By Olivia Burgess
The Double-Edged Sword
I recently gave a Brown Bag talk on the Challenger space shuttle disaster, the events surrounding it, and its use as a case study for engineering education and communication. There was so much to cover that I couldn’t go into much detail on one of the most remembered and revered figures of the case study: engineer-turned-whistleblower Roger Boisjoly. To fill in those gaps, I’m dedicating this blog to Boisjoly.
About 73 seconds after the space shuttle Challenger launched on January 28, 1986, it exploded, killing all seven astronauts inside while viewers across the country–including school age children watching in their classrooms–witnessed the disaster on live TV.
According to the Rogers Commission, which investigated the disaster, the O-ring seal on Challenger’s solid rocket booster failed after becoming brittle due to cold temperatures. The Rogers Commission concluded that Morton Thiokol, the company contracted to build the solid rocket boosters, had ignored warnings about issues with O-Rings, and that NASA managers also failed to take the appropriate steps to ensure a safe flight.
The day before the launch, however, five engineers, including Boisjoly, grew concerned by the unexpectedly low temperatures on the day of the launch. There had been previous evidence that O-rings might fail to properly work in low temperatures, and Florida was experiencing record-setting lows.
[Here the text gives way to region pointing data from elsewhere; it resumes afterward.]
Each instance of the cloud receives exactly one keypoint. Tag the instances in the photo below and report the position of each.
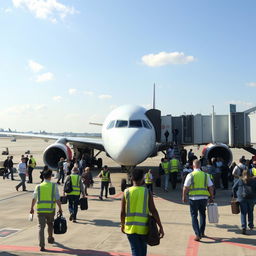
(104, 96)
(45, 9)
(166, 58)
(44, 77)
(35, 66)
(88, 93)
(72, 91)
(57, 98)
(252, 84)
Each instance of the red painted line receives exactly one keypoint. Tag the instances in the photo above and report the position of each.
(233, 243)
(192, 248)
(60, 250)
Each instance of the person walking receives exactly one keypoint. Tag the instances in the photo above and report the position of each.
(22, 169)
(74, 195)
(174, 169)
(199, 187)
(245, 190)
(137, 203)
(31, 167)
(105, 180)
(46, 195)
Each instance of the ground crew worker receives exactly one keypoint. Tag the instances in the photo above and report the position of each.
(105, 180)
(174, 169)
(200, 187)
(137, 203)
(149, 180)
(31, 167)
(166, 166)
(46, 195)
(74, 195)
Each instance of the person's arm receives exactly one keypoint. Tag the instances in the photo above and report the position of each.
(155, 214)
(122, 215)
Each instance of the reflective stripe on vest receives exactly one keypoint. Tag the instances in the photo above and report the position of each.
(46, 197)
(165, 166)
(104, 176)
(174, 165)
(148, 180)
(199, 186)
(75, 180)
(136, 217)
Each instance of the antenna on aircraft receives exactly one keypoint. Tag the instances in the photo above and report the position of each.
(154, 96)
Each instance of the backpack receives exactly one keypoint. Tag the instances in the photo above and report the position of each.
(68, 185)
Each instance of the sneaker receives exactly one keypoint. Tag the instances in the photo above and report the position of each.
(50, 240)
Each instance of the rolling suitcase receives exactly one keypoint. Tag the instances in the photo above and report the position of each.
(213, 215)
(112, 190)
(83, 203)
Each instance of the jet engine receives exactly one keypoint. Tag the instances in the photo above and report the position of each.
(54, 152)
(218, 150)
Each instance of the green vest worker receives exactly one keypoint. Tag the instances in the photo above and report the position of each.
(137, 203)
(105, 180)
(174, 169)
(74, 195)
(200, 187)
(46, 195)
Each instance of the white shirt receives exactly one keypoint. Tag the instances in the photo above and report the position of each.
(188, 182)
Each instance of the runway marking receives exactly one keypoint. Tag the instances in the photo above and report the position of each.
(61, 250)
(233, 243)
(192, 248)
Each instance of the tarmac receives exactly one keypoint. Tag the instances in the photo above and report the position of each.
(97, 231)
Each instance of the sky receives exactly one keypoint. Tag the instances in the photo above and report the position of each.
(65, 63)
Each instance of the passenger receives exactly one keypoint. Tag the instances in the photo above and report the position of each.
(245, 189)
(31, 167)
(22, 169)
(137, 203)
(174, 169)
(46, 195)
(74, 195)
(149, 180)
(199, 186)
(105, 180)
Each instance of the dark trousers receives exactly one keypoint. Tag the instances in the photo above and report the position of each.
(173, 179)
(30, 178)
(104, 185)
(195, 207)
(62, 176)
(138, 244)
(246, 206)
(73, 201)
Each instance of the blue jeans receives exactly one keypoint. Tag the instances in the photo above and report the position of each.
(195, 207)
(246, 206)
(73, 202)
(138, 244)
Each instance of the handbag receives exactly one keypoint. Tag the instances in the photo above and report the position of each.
(153, 237)
(235, 209)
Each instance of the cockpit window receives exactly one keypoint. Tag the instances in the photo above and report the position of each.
(121, 123)
(111, 125)
(146, 124)
(135, 123)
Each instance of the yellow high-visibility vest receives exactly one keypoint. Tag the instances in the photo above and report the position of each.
(46, 200)
(165, 166)
(75, 179)
(148, 180)
(104, 176)
(199, 184)
(174, 165)
(136, 210)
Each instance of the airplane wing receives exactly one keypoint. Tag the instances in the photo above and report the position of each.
(95, 143)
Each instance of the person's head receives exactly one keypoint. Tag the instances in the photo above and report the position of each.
(196, 164)
(138, 176)
(47, 174)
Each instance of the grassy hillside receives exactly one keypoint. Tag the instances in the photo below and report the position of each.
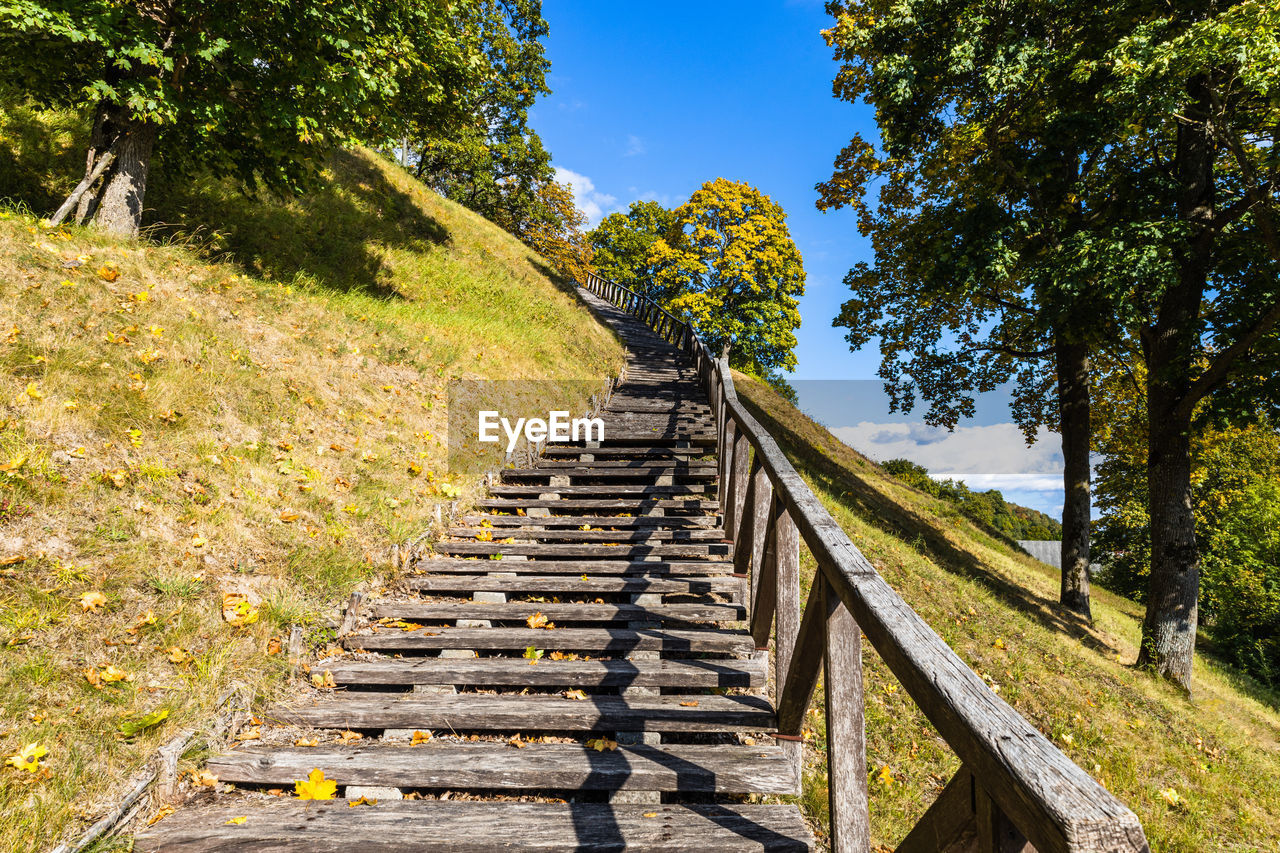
(1219, 753)
(247, 409)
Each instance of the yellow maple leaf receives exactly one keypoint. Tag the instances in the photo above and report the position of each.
(163, 812)
(315, 787)
(28, 757)
(112, 674)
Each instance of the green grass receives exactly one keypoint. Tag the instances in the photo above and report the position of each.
(997, 609)
(251, 400)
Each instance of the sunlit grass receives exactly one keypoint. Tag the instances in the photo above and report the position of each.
(996, 609)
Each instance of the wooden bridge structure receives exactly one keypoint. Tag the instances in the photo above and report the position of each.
(663, 711)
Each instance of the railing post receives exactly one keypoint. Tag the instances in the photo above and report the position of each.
(786, 542)
(846, 726)
(736, 492)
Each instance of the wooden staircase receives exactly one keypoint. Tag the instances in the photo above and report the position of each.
(639, 721)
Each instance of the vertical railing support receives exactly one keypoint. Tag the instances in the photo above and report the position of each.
(846, 726)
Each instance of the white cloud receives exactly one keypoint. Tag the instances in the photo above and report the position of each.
(594, 205)
(986, 457)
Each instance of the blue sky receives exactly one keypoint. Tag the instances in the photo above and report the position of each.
(649, 100)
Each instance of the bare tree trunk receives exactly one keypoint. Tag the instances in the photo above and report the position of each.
(120, 206)
(1073, 400)
(1169, 349)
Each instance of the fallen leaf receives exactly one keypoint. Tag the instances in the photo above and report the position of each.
(315, 787)
(91, 601)
(204, 779)
(28, 757)
(163, 812)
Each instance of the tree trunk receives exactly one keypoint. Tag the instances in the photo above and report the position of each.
(120, 201)
(1170, 349)
(1073, 401)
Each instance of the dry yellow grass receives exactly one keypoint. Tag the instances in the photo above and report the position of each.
(176, 429)
(996, 607)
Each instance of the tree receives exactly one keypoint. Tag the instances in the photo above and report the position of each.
(560, 237)
(257, 89)
(1235, 475)
(1155, 200)
(496, 164)
(736, 273)
(625, 243)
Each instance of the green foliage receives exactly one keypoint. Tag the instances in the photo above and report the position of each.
(625, 243)
(256, 89)
(987, 507)
(494, 163)
(1237, 502)
(736, 273)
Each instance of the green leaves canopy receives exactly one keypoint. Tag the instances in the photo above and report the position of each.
(736, 273)
(252, 87)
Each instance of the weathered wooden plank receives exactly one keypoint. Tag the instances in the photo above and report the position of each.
(446, 826)
(510, 489)
(516, 712)
(504, 671)
(597, 641)
(568, 583)
(572, 534)
(656, 568)
(659, 521)
(558, 612)
(609, 505)
(586, 550)
(846, 728)
(1057, 804)
(726, 769)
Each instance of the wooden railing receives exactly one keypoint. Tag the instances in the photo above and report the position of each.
(1015, 790)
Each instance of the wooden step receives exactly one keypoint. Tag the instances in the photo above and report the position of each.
(659, 521)
(647, 568)
(726, 769)
(586, 471)
(397, 826)
(592, 641)
(566, 583)
(572, 534)
(515, 712)
(609, 505)
(586, 550)
(630, 489)
(558, 612)
(506, 671)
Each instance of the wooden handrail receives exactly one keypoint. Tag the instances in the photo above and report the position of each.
(1014, 788)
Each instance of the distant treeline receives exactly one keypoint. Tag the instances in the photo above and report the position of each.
(987, 507)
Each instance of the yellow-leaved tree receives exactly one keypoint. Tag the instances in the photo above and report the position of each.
(736, 273)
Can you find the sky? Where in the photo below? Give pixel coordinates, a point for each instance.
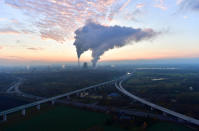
(44, 30)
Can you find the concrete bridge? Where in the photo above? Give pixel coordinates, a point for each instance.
(118, 85)
(37, 104)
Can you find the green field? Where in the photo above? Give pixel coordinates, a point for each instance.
(63, 118)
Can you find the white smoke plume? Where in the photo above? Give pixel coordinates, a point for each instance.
(99, 38)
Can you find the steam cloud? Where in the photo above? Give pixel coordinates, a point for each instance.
(99, 38)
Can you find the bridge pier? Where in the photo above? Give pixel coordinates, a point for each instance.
(5, 117)
(38, 107)
(23, 112)
(68, 97)
(164, 114)
(53, 102)
(77, 94)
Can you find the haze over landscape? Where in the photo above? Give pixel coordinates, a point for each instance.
(99, 65)
(35, 32)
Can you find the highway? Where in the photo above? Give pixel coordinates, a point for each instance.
(52, 99)
(154, 106)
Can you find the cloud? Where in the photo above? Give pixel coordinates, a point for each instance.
(34, 49)
(99, 38)
(58, 19)
(179, 2)
(190, 5)
(141, 5)
(8, 31)
(161, 4)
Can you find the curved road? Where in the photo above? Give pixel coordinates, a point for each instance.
(152, 105)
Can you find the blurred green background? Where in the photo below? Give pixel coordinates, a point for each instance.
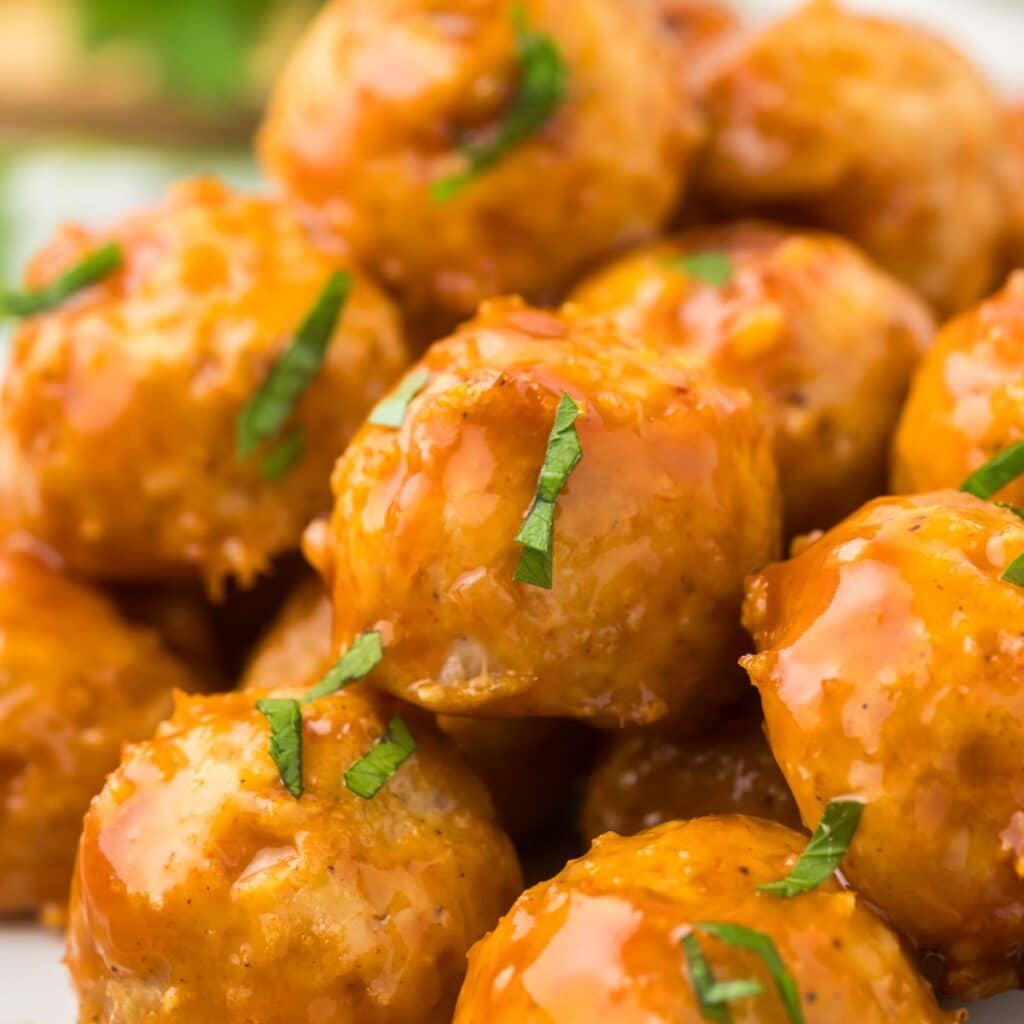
(104, 102)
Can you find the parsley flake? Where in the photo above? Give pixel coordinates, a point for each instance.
(294, 371)
(542, 89)
(823, 853)
(376, 768)
(713, 995)
(763, 946)
(711, 266)
(537, 531)
(1014, 572)
(1001, 469)
(285, 717)
(90, 269)
(390, 411)
(358, 660)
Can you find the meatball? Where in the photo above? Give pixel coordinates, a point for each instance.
(295, 651)
(76, 681)
(869, 128)
(804, 322)
(649, 776)
(529, 766)
(673, 502)
(204, 892)
(890, 670)
(602, 939)
(383, 96)
(965, 403)
(120, 409)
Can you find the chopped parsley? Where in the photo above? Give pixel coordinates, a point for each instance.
(1001, 469)
(537, 532)
(390, 411)
(90, 269)
(542, 89)
(360, 658)
(711, 266)
(290, 376)
(285, 717)
(763, 946)
(713, 995)
(822, 855)
(376, 768)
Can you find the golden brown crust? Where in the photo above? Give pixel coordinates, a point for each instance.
(529, 766)
(601, 940)
(118, 441)
(378, 96)
(965, 406)
(205, 893)
(807, 324)
(869, 128)
(673, 502)
(889, 670)
(76, 682)
(650, 776)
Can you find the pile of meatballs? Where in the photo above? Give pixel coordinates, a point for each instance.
(371, 541)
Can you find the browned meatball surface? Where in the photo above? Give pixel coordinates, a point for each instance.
(120, 409)
(206, 894)
(673, 502)
(890, 671)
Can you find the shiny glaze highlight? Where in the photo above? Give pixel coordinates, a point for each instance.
(206, 894)
(380, 93)
(119, 409)
(601, 940)
(673, 503)
(890, 669)
(808, 325)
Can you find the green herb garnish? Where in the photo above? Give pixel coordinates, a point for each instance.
(285, 717)
(1016, 509)
(88, 270)
(822, 855)
(542, 89)
(295, 369)
(390, 411)
(713, 995)
(712, 266)
(375, 769)
(763, 946)
(1001, 469)
(358, 660)
(537, 532)
(1014, 572)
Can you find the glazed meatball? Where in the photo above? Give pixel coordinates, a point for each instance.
(383, 96)
(871, 129)
(650, 776)
(76, 681)
(804, 322)
(890, 670)
(120, 408)
(204, 892)
(602, 939)
(529, 766)
(965, 406)
(673, 502)
(295, 651)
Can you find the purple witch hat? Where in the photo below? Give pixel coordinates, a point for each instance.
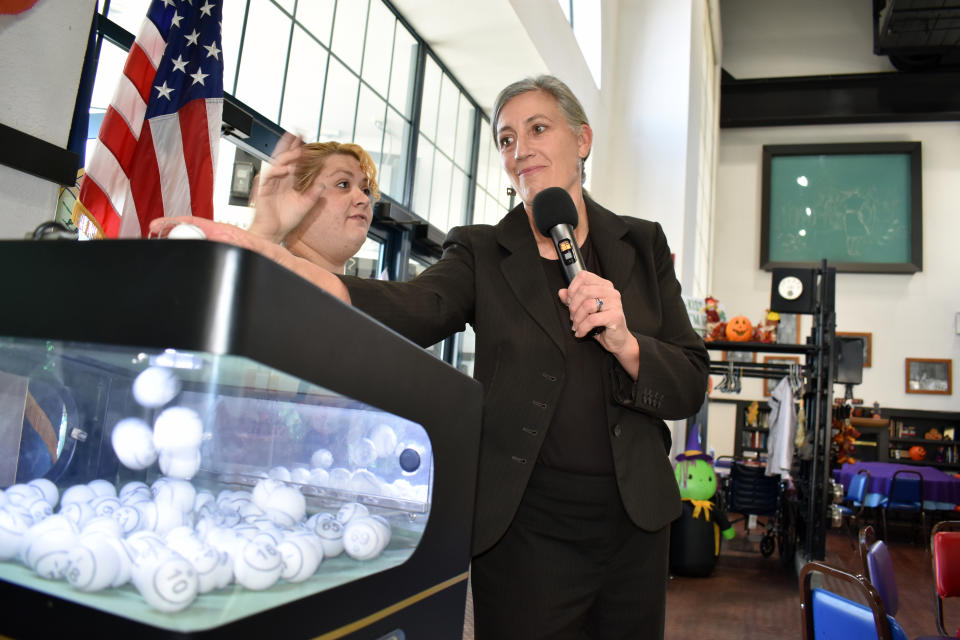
(694, 450)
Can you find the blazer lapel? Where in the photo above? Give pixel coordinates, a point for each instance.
(522, 270)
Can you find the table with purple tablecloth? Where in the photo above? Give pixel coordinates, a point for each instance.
(941, 490)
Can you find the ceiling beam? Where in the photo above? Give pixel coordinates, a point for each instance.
(840, 99)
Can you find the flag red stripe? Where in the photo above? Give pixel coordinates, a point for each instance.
(116, 136)
(98, 204)
(145, 181)
(140, 71)
(196, 156)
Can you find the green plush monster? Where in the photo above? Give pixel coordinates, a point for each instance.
(695, 536)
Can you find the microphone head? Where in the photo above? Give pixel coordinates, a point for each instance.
(551, 207)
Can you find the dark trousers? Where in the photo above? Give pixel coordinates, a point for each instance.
(573, 566)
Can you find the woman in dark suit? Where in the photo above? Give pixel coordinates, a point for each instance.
(575, 491)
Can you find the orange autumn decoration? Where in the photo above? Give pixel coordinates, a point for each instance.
(739, 329)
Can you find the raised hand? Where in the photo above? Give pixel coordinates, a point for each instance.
(280, 207)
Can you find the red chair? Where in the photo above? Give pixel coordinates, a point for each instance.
(945, 555)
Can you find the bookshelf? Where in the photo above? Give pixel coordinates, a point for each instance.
(908, 428)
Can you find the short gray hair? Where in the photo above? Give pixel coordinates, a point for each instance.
(572, 109)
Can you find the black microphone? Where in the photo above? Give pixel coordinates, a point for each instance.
(556, 216)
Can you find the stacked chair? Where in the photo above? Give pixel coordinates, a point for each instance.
(945, 556)
(905, 496)
(830, 616)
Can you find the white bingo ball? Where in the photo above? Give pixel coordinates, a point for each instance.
(177, 428)
(13, 524)
(300, 475)
(180, 463)
(132, 441)
(186, 231)
(105, 505)
(155, 387)
(169, 584)
(363, 538)
(145, 547)
(79, 512)
(39, 509)
(50, 492)
(93, 564)
(289, 501)
(300, 558)
(103, 488)
(128, 518)
(351, 510)
(330, 532)
(257, 566)
(321, 458)
(206, 561)
(104, 526)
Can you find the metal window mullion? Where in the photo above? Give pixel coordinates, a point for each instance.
(360, 82)
(286, 66)
(415, 126)
(472, 169)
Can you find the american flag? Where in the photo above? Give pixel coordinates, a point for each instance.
(157, 146)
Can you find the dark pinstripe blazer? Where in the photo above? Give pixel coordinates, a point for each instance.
(491, 278)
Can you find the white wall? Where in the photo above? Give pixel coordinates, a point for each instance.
(41, 56)
(908, 315)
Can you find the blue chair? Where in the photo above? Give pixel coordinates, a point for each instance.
(854, 503)
(905, 496)
(829, 616)
(878, 569)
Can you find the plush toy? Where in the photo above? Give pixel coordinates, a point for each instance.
(739, 329)
(715, 319)
(766, 330)
(695, 536)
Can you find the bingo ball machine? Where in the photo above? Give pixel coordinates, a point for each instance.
(195, 442)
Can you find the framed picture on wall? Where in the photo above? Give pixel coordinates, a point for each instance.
(867, 339)
(770, 383)
(856, 205)
(788, 329)
(929, 375)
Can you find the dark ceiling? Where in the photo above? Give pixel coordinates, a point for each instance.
(918, 34)
(922, 40)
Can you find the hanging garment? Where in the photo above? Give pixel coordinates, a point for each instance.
(783, 426)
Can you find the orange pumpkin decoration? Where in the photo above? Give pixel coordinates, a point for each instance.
(739, 329)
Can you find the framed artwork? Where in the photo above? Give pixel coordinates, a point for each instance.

At a teleconference between Thiokol and NASA the night before the launch, Boisjoly and other Thiokol engineers recommended that the launch be delayed.
This was not the first time Boisjoly expressed passionate concern about O-ring safety. In the National Archives Catalog online, you can find an interoffice memo from Boisjoly to Vice President of Engineering Bob Lund written six months prior to the Challenger disaster. In the memo, Boisjoly expresses grave concern about O-ring erosion, including the prescient warning that failure could result in “a catastrophe of the highest order–loss of human life.”
Unfortunately, Boisjoly’s presentation and the appeals of the other engineers failed to convince NASA managers not to launch, partly because shuttles had successfully flown before. Damaged O-rings had become “acceptable risk.” Even if the primary O-ring failed, there was a secondary O-ring that had–up to that point–provided a safety net in case the primary O-ring did fail. If flights had been successful before, was there really a need to stall on this one?
Boisjoly felt confident in his argument but defeated when it came to effecting any change. As he says in his own words describing his attempt to convince his audience:
I then grabbed the photographic evidence showing the hot gas blow-by and placed it on the table and, somewhat angered, admonished them to look and not ignore what the photos were telling us, namely, that low temperature indeed caused more hot gas blow-by in the joints. I too received the same cold stares as Arnie with looks as if to say, “Go away and don’t bother us with the facts.” At that moment I felt totally helpless and felt that further argument was fruitless, so I, too, stopped pressing my case.
Some of my students smartly question why Boisjoly didn’t do more. Why didn’t he continue to demand a change? Why didn’t he make any attempts to contact the astronauts or the news media and warn everyone of this impending danger? Hindsight makes these actions sound not only reasonable but necessary. However, at the teleconference, it was standard practice for engineers to express dissenting opinions, to argue over data, and then accept the decision of the team or the managers. He didn’t know the shuttle would explode and lives would be lost.
Boisjoly came into the limelight after testifying at the Rogers Commission hearings. He called the decision-making process the night before “unethical” and spoke out against the managers’ behavior. As you can imagine, this made it difficult for Boisjoly to remain at Thiokol, and he eventually resigned. The Challenger launch remained a key part of the rest of his career, and he traveled the country giving lectures on engineering ethics. For his integrity in speaking out against his employer, he was awarded the American Association for the Advancement of Science’s Prize for Scientific Freedom and Responsibility.
My students are unlikely to end up in a late-night teleconference weighing the risks of a space shuttle launch, but they may be in situations where their decisions help or hinder, in either small or significant ways, the communities where they work. Boisjoly is a figure worth remembering for these future engineers for the priority he put on protecting human life and maintaining ethical standards in engineering.